Er nimmt mir das Handy aus der Hand, tippt eine Zahlenfolge ein und reicht es mir wieder. „Da... 2308 ist der Code. Der Tastensperrencode ist 6464". Woher weiß er das? Woher weiß er, mit welchen Codes ich mein Handy schütze?

„Wie kommst du darauf?", frage ich, starre immer noch das Handy an. Höre ihn schlucken und sich räuspern.„Der... Der 23. August ist unser.. unser Jahrestag, deswegen 2308. Und 6464 steht für Nini. Bitte Josy. Bitte sag mir, dass du dich wenigstens an irgendwas aus unserem Leben erinnerst". Jahrestag? Unser Leben? Kleines. Er muss der Typ auf meinem Sperrbildschirm sein, er muss die Karte geschickt haben.

„Oh", entweicht es mir. Oh. Oh mein Gott. Ich wollte es die ganze Zeit wissen, aber jetzt... Jetzt weiß ich es und die Erkenntnis bringt mich fast um. Er muss mein Freund sein. Zum ersten Mal sehe ich ihn bewusst an. Sehe seine wirr abstehenden Haare, seine blauen Augen, die mich traurig ansehen. Sein Mund zu einem gequälten Lächeln verzogen und seine Wangenknochen, die der Bartansatz noch mehr betont.
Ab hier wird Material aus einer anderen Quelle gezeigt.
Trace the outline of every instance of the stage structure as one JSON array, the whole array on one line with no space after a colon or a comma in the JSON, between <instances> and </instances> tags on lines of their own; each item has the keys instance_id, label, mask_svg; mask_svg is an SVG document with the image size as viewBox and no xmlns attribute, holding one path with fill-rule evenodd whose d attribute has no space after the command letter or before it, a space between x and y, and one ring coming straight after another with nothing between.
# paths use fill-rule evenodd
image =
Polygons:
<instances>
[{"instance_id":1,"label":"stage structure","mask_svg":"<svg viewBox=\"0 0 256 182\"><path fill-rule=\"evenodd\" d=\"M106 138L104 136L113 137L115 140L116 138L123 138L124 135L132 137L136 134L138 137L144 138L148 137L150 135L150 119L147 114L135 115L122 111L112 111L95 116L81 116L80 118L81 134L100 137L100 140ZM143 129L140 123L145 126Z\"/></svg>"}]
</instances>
Vorsichtig fahre ich mit meiner Hand über seine Wange. Er zuckt zurück, aber nur kurz. Und sofort kehrt sein Lächeln zurück und mir fallen seine Grübchen auf. Wenn er wirklich mein Freund ist, dann kann ich mich eigentlich glücklich schätzen.
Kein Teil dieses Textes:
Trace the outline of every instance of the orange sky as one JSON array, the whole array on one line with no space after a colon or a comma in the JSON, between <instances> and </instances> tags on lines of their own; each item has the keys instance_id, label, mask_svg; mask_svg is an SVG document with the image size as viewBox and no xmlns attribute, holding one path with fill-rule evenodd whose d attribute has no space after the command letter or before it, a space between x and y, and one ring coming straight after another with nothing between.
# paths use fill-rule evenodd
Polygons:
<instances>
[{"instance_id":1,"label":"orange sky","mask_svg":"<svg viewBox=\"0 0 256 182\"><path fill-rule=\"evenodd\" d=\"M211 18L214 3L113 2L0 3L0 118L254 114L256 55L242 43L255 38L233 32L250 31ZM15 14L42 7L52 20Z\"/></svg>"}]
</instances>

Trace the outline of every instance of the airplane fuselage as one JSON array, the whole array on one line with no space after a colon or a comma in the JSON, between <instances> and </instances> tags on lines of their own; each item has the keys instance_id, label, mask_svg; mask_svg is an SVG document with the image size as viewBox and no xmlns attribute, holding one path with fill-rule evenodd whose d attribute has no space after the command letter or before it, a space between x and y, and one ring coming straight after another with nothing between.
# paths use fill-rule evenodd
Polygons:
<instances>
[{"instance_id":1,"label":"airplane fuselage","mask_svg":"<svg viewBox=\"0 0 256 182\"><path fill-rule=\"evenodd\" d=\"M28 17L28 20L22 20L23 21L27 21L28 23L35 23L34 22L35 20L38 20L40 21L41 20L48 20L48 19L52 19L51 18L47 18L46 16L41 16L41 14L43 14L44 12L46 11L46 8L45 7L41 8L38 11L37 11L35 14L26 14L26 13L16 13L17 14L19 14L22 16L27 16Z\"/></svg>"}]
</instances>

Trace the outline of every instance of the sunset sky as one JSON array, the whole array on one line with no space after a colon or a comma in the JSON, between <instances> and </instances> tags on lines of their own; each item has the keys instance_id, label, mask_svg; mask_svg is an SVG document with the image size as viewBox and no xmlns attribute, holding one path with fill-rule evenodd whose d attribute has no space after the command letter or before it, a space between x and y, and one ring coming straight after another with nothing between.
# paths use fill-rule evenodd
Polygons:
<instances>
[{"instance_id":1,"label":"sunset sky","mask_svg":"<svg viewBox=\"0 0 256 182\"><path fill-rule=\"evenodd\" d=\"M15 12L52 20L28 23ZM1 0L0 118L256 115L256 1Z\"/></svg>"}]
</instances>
„Besuchszeit vorbei", ruft jemand von der Tür, bevor sie wieder zuknallt wird.

Ich nehme meine Hand von seinem Gesicht, setze mich wieder normal hin.

„Dann lass ich dich mal alleine. Gute Nacht", lächelt er und zieht mich in seine Arme. Ich höre sein Herz klopfen, spüre seine Hand, die über meinen Rücken streicht. „Ich liebe dich". Und ehe ich reagieren kann, habe ich weiche Lippen auf meinen liegen. Ich erwidere den Kuss nicht, bleibe einfach so sitzen, warte das es vorbei geht. Denn...Ich fühle nichts dabei. Ich spüre nichts bei diesem Kuss. Nichts, was auf Gefühle für diesen Mann hindeutet. Nichts. Gar nichts.